In American culture, makeup and hair have a special place in the female routine. Yet, how important a makeup and hair routine truly is depends on the woman herself. For myself, a two minute brushing of my hair is simply enough, makeup doesn't really have a place in my life. For others, perfect makeup and the perfect hair are essential, it is a tool of power, a shield from the world, or simply a confidence mechanism. Watching Sulastree talk about hair and makeup though gave a whole new dimension to the essentially female tradition of hair and makeup. As I watch the video of Sulastree explaining her hair plucking I notice two things: 1. How calm and matter of fact she is about this frustrating practice. 2. A quote across the screen: "it is a constant battle between my facial hair and me." Sulastree's soothing, matter of face tone and her depiction of the daily routine seem somewhat paradoxical if not completely at odds with each other.
However, this paradox does not only show bravery and zen like acceptance within an extremely difficult situation, but also the constant paradox and bravery involved in being a transgender woman. To be a woman is difficult enough, to completely change from one gender to the other, from my perspective anyway, is somewhat unimaginable. It is truly amazing to see how something as simple as plucking facial hair can attain such different meanings, connotations, and battles. It is not a rare situation to challenge or question something that is so much a part of ourselves. Something as simple as our hair color or the shape of our eyes can send someone into a spiral of insecurity, self-hatred, and despair.
As a young American teen, I struggled very much with insecurities due to my weight and physical appearance. In my mind I imagined myself as a very attractive and beautiful person; however, when I looked in the mirror, reality would strike and my mind's image would remain within my mind. It took many years for me to come to the realization that I had to take control of my situation and act purposefully to turn into the self I knew was the true me. Those years were filled with physical pain from running cross country and mental battles over eating what I want versus eating what I should. Long after I had lost the weight, and become more physically active, I still found myself unhappy with how I looked, pinching at the lose parts of my midsection, pulling at my thighs, hoping to look more like my mind's image of the physically perfect me. Through physical perseverance and the development of a healthier body image, I was able to love myself and find the confident beautiful person within myself.
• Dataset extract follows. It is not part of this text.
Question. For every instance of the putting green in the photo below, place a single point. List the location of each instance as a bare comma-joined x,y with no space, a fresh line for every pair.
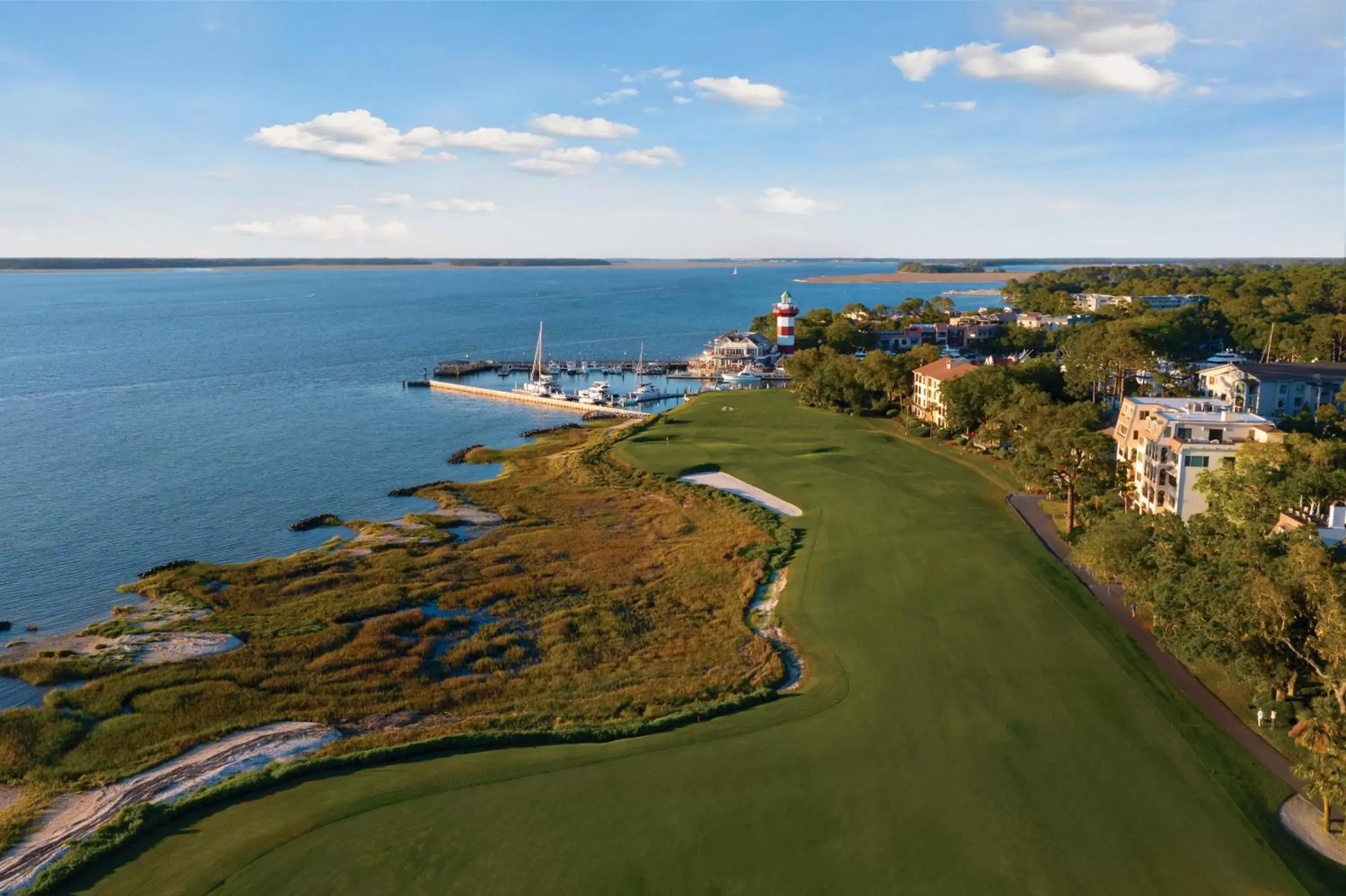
971,724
Dealing with a physical attribute to feel more at peace with one's self can be difficult to a certain degree. However, Sulastri's changes to her physical appearance symbolize much more than attaining a personal goal. Every time, this courageous woman performs her morning routine, it is a symbol of endurance and success for others who struggle with their gender identity. I can only imagine, that for Sulastree, plucking hair is at the very least a nuisance and at most a frustrating reminder of certain limitations. But her can do attitude and her patient eyes give me faith in her. I am certain that she will win the battle with those hairs and that the hair plucking battle is only one of many that she will face and win.